はい、お世話したがりで、心美に結構ちょっかい出してますね。たまにわがままになることもありますが、目立った赤ちゃん返りのようなものはないです。

子ども最優先が時間をうまく使う秘訣

――仕事とのバランスはいかがですか?

コロナが流行る前は、外回りからまた会社に戻ることも多く、朝は出勤が早く、夜は帰りが遅いという働き方をしていました。つい仕事を優先してしまい、子どもとの時間をあまり取れていなかったなぁと思います。美思が1歳半になったぐらいのとき、コロナが流行り始めて、そこから仕事の仕方が大きく変わりました。出張が減り、会社へ直行直帰することがほとんどで、在宅勤務も始まって。それで、育児に関わる時間が増えて、意識的にも、もっと育児に関わっていこうと思うようになりました。
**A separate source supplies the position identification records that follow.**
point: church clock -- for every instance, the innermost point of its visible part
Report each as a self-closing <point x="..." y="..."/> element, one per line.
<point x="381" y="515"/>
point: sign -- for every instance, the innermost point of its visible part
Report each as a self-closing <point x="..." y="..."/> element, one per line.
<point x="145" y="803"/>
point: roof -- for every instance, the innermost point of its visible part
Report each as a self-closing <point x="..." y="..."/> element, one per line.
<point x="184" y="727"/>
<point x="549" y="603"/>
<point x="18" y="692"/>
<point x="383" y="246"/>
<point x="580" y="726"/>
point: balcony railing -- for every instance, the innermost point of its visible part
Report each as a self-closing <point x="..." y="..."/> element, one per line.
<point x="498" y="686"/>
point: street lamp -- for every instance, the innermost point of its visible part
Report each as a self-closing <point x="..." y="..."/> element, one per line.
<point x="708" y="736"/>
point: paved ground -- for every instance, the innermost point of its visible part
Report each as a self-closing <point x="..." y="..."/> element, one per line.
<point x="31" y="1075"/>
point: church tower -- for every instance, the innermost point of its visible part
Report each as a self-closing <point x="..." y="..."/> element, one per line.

――在宅で仕事をしながら子どもの面倒を見るのは大変じゃないですか?

子どもがだんだん言葉を喋れるようになって、遊べるようになってからが特に大変になりました。今は、子どもが寝てから仕事をするようにしています。結局、子どもを最優先にするのが1番楽だと思うんですよね。仕事は後の時間に回して、子どものことを先にするという時間の使い方が、僕にとっては効率が良いなと思っています。

一瞬一瞬を見落とさないように

――子どもにはどのように育ってほしいはですか?

健康で元気に育って欲しいのと、自分でやりたいことをやって欲しいです。それから、ここまで求めるのはどうか分かりませんが、自分で責任を取れるような、自立した大人になってくれたらいいですね。
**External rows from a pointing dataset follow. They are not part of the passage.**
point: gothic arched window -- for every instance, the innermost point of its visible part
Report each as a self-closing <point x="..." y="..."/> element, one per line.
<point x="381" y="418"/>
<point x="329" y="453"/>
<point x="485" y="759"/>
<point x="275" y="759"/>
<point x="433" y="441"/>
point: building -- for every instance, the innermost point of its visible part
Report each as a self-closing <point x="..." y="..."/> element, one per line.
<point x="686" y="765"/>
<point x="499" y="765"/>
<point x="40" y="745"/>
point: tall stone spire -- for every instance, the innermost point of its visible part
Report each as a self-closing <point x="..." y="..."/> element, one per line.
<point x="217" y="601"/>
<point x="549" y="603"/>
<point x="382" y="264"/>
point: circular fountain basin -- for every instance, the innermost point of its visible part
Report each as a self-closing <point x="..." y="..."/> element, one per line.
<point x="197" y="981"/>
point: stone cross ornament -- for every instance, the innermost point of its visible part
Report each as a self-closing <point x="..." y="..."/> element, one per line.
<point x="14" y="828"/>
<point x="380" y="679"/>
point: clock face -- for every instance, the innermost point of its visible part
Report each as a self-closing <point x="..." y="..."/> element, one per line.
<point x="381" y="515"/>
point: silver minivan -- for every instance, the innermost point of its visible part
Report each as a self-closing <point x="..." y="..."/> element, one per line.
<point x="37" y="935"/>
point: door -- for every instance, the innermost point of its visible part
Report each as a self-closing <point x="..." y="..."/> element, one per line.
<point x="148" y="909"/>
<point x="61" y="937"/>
女の子なので、本音を言うと、将来付き合う相手とか心配なことはたくさんありますが、今から考えてもしょうがないので(笑)。5年、10年経ったら相手にされなくなる覚悟はしているので、今、構ってくれって言ってくれるときを大事にしたいです。僕は、姉が2人いるんですけど、姉たちと父親との関係を見ているとそう思います(笑)。
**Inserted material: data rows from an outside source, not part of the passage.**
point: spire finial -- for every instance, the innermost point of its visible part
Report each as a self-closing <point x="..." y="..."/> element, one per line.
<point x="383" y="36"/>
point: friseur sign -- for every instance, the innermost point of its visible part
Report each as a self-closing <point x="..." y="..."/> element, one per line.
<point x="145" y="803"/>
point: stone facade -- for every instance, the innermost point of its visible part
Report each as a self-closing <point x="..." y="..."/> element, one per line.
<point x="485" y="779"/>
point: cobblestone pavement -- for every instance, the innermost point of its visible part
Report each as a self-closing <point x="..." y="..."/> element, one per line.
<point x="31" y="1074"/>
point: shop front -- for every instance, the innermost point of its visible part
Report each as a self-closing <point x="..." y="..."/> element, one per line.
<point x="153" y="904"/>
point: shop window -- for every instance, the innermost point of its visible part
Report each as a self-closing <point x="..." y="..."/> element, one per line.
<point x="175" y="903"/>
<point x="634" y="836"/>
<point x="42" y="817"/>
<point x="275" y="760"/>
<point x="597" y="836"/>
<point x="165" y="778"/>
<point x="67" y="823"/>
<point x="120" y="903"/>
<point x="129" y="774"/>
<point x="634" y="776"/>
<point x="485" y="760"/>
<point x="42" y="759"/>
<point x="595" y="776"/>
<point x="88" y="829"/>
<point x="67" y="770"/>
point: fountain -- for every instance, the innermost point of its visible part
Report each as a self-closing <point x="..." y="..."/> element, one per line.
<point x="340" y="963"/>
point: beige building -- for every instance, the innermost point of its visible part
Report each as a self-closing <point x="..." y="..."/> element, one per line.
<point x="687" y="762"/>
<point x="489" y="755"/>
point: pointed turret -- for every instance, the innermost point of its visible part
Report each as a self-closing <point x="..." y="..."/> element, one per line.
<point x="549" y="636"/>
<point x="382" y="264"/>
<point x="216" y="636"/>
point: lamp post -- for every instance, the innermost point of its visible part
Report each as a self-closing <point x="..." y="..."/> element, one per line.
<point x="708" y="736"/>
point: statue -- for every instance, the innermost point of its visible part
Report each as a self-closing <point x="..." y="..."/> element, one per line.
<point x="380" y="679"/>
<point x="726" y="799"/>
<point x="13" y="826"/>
そして、日々できることがどんどん増えてきていますし、今後の成長も楽しみです。これからどんなことに興味を持って、どんな習い事とかをするのか、わくわくします。夫婦で、こんな習い事をして欲しいっていう話もするんですが、やっぱり自分でやりたいことを選んでくれるのが1番ですね。

――これからパパになる人や今子育て中のパパにコメントをお願いします。

子どもの成長ってすごく早いなと思います。美思が、最初は言葉の言い間違えやうまく発音ができない言葉があったのに、うまく言えるようになると、逆に寂しく感じてしまいます。そのときそのときの仕草や行動は、ちゃんと見ていないと、すぐ見落としてしまいます。

また、昔の父親像のようなものでは、男は外で朝から晩まで働くというイメージがありましたが、やっぱり今は父親も積極的に育児に参加した方がいいと思います。子どもが小さいときこそ、家族と向き合う時間を大切にした方が良いんじゃないでしょうか。仕事にもよりますが、5年後や10年後、タイミングがあれば、また仕事に打ち込むこともできるので。

それから、僕たちは、写真館などでの記念写真をあまり撮っていなかったので、そんなのがあっても良かったかもしれないと、今になって思います。その代わりに、日常の写真や動画はたくさん撮っています。スマホの機能で、過去のおすすめ写真が出てくるじゃないですか。それを見て、妻と一緒に盛り上がっています。美思がまだ小さかったときの写真を見て、心美の今とここが似てる、ここは似てないとか比較すると面白いです。ぜひ、子どもとの思い出をたくさん記録に残してください。

取材後記

リモート取材中、村木さんの回答に対して、隣にいらっしゃった桃子さんからのツッコミの声が聞こえてきました(笑)。家事・育児の仕方についてまだまだ学ぶことが多いという村木さんですが、できることから育児に関わっていこうと努力されているのが伝わりました。パパとして一歩ずつ成長していく姿は、これから子育てに挑戦する後輩パパたちに勇気を与えてくれるのではないでしょうか。